Malaysia arrests 17 in suspected terror plot

KUALA LUMPUR - Malaysia’s police chief said on Monday that 17 people, including two who recently returned from Syria, had been arrested on suspicion of plotting terror attacks in the capital Kuala Lumpur.
Authorities in the Muslim-majority country have expressed increasing alarm over the threat of Muslim militancy in the wake of the Islamic State (IS) group’s bloody jihad in Syria and Iraq. “Seventeen people were planning terror activities in Kuala Lumpur. Two of them had recently returned from Syria,” national police chief Khalid Abu Bakar said in a Twitter post. Khalid said the arrests took place Sunday.
No other details, including the suspects’ nationalities or specifics of the alleged plot, were mentioned. AFP was not immediately able to reach anti-terrorism officials for comment.
The tough-talking Khalid was also quoted by local media saying he “will never allow Malaysia to be a transit point or hideout for any terror groups”.
Malaysia has traditionally observed a moderate form of Islam, and authorities keep a tight lid on militancy. But the government has increasingly warned that Malaysian recruits to the IS cause could return home with the group’s radical ideology.
Police said in January they had arrested a total of 120 people with suspected IS group links or sympathies, or who had sought to travel to Syria or Iraq.
They also said 67 Malaysians were known at the time to have gone abroad to join IS militants, and that five had died fighting for the movement.
Last week, the government introduced a new anti-terrorism bill to counter any potential threat.
The bill allows authorities to detain terrorism suspects for potentially unlimited periods without trial, according to its critics.
The political opposition, legal organisations, Human Rights Watch, and others have urged the government to withdraw the proposed new law, calling it oppressive.

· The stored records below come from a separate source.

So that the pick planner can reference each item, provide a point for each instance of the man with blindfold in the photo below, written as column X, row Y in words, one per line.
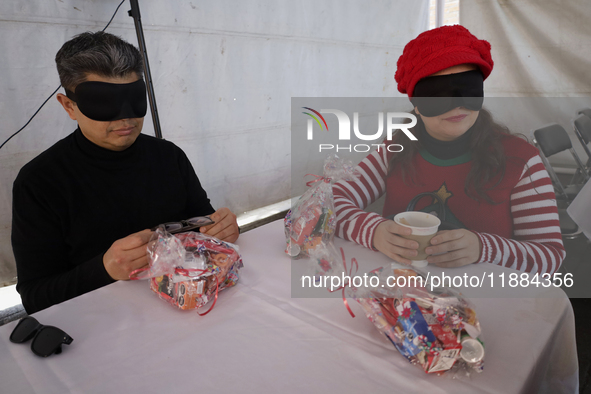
column 82, row 209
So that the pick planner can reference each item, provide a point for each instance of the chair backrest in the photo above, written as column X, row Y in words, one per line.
column 585, row 111
column 552, row 139
column 583, row 125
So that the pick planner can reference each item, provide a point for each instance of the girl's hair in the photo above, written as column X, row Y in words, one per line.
column 488, row 156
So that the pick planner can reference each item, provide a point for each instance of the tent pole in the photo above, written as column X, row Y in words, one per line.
column 137, row 19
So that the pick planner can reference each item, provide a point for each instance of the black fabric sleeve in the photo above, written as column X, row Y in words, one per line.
column 45, row 276
column 197, row 203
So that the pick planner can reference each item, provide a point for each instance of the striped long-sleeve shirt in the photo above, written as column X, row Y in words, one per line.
column 521, row 230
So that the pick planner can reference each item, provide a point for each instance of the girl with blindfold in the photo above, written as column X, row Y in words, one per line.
column 489, row 188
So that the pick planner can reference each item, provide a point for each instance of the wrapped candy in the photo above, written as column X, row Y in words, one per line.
column 435, row 330
column 190, row 269
column 312, row 221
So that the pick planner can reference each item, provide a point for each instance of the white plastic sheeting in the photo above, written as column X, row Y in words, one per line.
column 223, row 71
column 541, row 48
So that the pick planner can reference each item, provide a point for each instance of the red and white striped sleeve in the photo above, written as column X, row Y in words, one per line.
column 352, row 197
column 537, row 244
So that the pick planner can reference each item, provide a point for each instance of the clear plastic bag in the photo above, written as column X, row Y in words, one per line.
column 312, row 221
column 435, row 330
column 189, row 269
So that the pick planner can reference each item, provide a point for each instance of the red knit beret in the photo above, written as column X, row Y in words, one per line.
column 438, row 49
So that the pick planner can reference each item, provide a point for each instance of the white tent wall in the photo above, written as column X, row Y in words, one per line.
column 541, row 48
column 224, row 73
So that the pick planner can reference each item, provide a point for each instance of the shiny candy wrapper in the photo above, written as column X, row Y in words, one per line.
column 188, row 270
column 435, row 330
column 311, row 222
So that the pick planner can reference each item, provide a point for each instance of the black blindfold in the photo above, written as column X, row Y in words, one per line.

The law “would reintroduce indefinite detention without trial or judicial review and violate due process rights in the name of preventing terrorism,” Human Rights Watch’s deputy Asia director Phil Robertson said in a statement.
The subject of security laws is controversial in Malaysia, whose government is frequently accused of using them to silence political opponents.
A previous draconian internal security law that allowed detention without trial - and was repeatedly used against opposition politicians - was scrapped in 2012 amid public pressure for political reform.
Last August, police said they had foiled an IS-inspired plot to bomb pubs, discos and a Malaysian brewery of Danish beer producer Carlsberg, arresting more than a dozen people.
A string of other suspected IS-related arrests have been announced since then.
But the opposition complains the authoritarian regime has shared no details of its claimed arrests, nor did it consult the opposition on the anti-terror legislation.